= Juan Valdano Morejón =

Ecuadorian writer

Juan Valdano Morejón (born 1939) is an Ecuadorian writer. He was born in Cuenca in 1939. He studied at the University of Cuenca (winning the Benigno Malo award for best graduate), Complutense University of Madrid and the University of Aix-en-Provence. He taught literature and literary theory at the University of Cuenca and at the Pontificia Universidad Católica del Ecuador.

He has published some 20 books in a variety of genres: novels, short stories and essays. He has won several literary awards, among them
- Premio Nacional José de la Cuadra for the short story collection Las huellas recogidas (1989)
- Condecoración al Mérito Cultural for the novel Anillos de serpiente (1998)
- Premio Nacional Joaquín Gallegos Lara also for Anillos de serpiente (1998)

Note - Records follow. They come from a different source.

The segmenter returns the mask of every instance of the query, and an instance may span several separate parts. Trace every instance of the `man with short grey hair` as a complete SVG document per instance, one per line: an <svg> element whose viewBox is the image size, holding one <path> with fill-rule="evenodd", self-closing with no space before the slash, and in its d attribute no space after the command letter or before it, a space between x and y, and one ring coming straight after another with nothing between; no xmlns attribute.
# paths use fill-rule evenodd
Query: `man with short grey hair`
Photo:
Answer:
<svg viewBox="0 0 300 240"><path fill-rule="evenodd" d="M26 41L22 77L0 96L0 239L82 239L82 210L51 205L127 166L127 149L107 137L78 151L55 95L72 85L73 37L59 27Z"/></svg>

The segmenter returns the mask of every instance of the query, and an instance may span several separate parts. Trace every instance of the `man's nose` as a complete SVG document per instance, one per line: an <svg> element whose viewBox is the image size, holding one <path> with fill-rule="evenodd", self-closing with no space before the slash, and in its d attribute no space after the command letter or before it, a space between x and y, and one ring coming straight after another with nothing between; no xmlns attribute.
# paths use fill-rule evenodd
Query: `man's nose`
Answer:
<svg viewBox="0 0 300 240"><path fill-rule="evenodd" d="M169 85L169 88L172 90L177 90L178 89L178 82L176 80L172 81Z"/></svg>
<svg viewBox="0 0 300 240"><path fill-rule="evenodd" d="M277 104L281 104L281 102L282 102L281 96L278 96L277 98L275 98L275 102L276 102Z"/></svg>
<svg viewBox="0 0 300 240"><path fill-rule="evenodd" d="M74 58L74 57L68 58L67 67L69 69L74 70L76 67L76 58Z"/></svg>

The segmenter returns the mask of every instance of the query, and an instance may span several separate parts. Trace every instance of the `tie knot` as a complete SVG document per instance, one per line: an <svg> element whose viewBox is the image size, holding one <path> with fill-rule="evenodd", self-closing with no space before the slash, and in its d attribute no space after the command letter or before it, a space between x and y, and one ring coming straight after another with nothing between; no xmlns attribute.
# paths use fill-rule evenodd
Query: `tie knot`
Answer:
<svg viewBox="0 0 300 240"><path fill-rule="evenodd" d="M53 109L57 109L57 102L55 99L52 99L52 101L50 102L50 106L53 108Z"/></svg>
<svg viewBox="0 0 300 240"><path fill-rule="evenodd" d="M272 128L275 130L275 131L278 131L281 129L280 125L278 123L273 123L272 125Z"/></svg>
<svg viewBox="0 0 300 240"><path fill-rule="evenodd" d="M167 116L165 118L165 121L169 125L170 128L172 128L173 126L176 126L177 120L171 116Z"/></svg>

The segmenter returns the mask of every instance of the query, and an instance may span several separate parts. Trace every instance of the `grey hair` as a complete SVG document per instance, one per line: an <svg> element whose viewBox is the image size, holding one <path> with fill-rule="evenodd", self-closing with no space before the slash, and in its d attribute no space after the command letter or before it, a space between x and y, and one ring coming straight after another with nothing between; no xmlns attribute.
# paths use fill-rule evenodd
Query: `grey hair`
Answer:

Other notable works include La celada, Juegos de Proteo, and the novel Mientras llega el día, which was adapted to the cinema in 2004 by the director Camilo Luzuriaga.

He is a member of the National Academy of History of Ecuador and a corresponding member of the Colombian Academy of History and the Royal Academy of History. He is also a Full Member of the Ecuadorian Academy of the Language and corresponding Member of the Royal Spanish Academy. He has been an opinion columnist for the newspaper El Comercio of Quito since 2010.

He has also received honours such as the José Peralta National Prize, the Fray Vicente Solano award and the National Award for Cultural Merit. In August 2020, Juan Valdano received the Eugenio Espejo national prize in literature, conferred by then-president of Ecuador Lenin Moreno.